愛媛の教科書問題 > 愛媛の教科書問題(4) 2005/03/31〜

◆扶桑社版教科書/平澤市民団体不採択求める◆


 松山市の友好都市、韓国・平澤(ピョンテク)市の市民団体などで構成する訪問団が30日、扶桑社版歴史教科書の不採択などを求めるため、松山市と県、両教育委員会などを訪れた。面談のキャンセルや面会拒否が相次ぎ、訪問団は「他県ではこんな対応はなかった。意見を聞かない行政の姿勢は理解できない」と批判した。

 訪問団は、平澤市で歴史認識、性暴力問題、米軍基地拡張反対などに取り組む市民団体や、教科書問題で日本の各地を訪ねている韓国の全国組織などのメンバー10人で構成。29日に松山入りし、県内で教科書問題に取り組む市民団体と行動した。

 松山市では、予定していた部長らとの面談を市が直前に取りやめたため、訪問団が反発。市教委でも担当課長らがおらず、実質的な議論がなかった。
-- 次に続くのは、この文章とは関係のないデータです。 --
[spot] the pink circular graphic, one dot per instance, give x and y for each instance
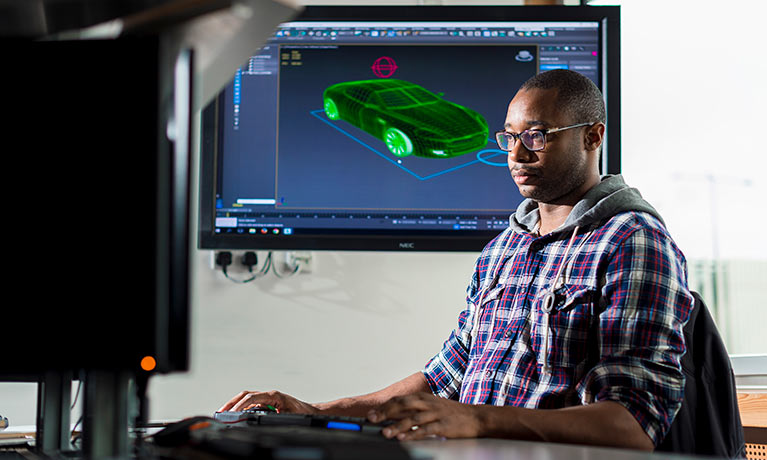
(384, 67)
 県も知事、副知事らが県議会の答弁作成を理由に面会を断り、秘書課の課長補佐が要請文を受け取った。当初から面会を拒否していた県教委では、訪問団と職員が押し問答となり、訪問団は要請文を提出しなかった。

 訪問団は「平澤市では市長から市民まで歴史教科書問題では共通して反感を持っている。今回の対応を市に報告し、松山市と愛媛県の不誠実な対応に改めて正式に抗議する」としている。